Os dias do doutor John Watson passavam um após o outro, de acordo com a infame progressão do tempo. Tudo ia bem em sua vida. Havia conhecido uma boa mulher, pela qual se apaixonara - e acabou casando com ela. Foram morar a uma razoável distância de Baker Street, em uma simpática casa de dois andares, com paredes coloridas, uma lareira e vários itens de decoração. Não havia mais cabeças na geladeira ou paredes com marcas de tiro. Mary passou tardes escutando todas as fantásticas histórias envolvendo certo detetive. Uma pena, gostaria de tê-lo conhecido. Agora, quase dois anos depois, John parecia ter se adaptado muito bem a nova vida que levava. Há quase dois anos, seu blog estava parado.

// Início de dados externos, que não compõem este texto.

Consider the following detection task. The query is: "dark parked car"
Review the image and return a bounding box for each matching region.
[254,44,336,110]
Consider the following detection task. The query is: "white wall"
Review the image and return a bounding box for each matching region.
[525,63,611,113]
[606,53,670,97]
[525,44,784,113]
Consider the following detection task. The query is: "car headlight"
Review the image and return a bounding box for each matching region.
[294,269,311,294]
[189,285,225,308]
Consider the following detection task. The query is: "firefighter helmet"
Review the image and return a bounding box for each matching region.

É em mais uma dessas noites comuns que nossa história começa. John havia se atrasado para voltar para casa, devido a um compromisso de última hora. Chegou em casa debaixo de chuva. Procurou as chaves no bolso, abrindo depressa a fechadura. Bateu a porta atrás de si com mais força do que pretendia.
- John? - Veio a voz de Mary, seguida pela presença da mesma. Exugava as mãos em um pano - típico sinal de que vinha da cozinha.

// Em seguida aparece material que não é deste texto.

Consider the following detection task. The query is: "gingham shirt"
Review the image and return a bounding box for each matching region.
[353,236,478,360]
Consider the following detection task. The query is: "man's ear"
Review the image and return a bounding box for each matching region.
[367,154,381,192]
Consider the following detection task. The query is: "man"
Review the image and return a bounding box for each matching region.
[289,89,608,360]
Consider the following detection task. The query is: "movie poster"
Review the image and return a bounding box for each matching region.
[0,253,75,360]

- Olá. - Ele respondeu, beijando a testa da esposa. - Desculpe pelo atraso. Precisei ir buscar uma coisa.
- Sem problema. Seja bonzinho e converse com as visitas enquanto eu termino o jantar. Por que você não avisou que teriamos visitas? - Perguntou, voltando para a cozinha às pressas.
- Visitas? Que vis-
Qualquer coisa que John pretendia dizer, nunca chegou a ser proferida. Ali em sua sala de estar com paredes verde escuro, em uma poltrona, sentado confortavelmente estava Sherlock Holmes, lendo um jornal.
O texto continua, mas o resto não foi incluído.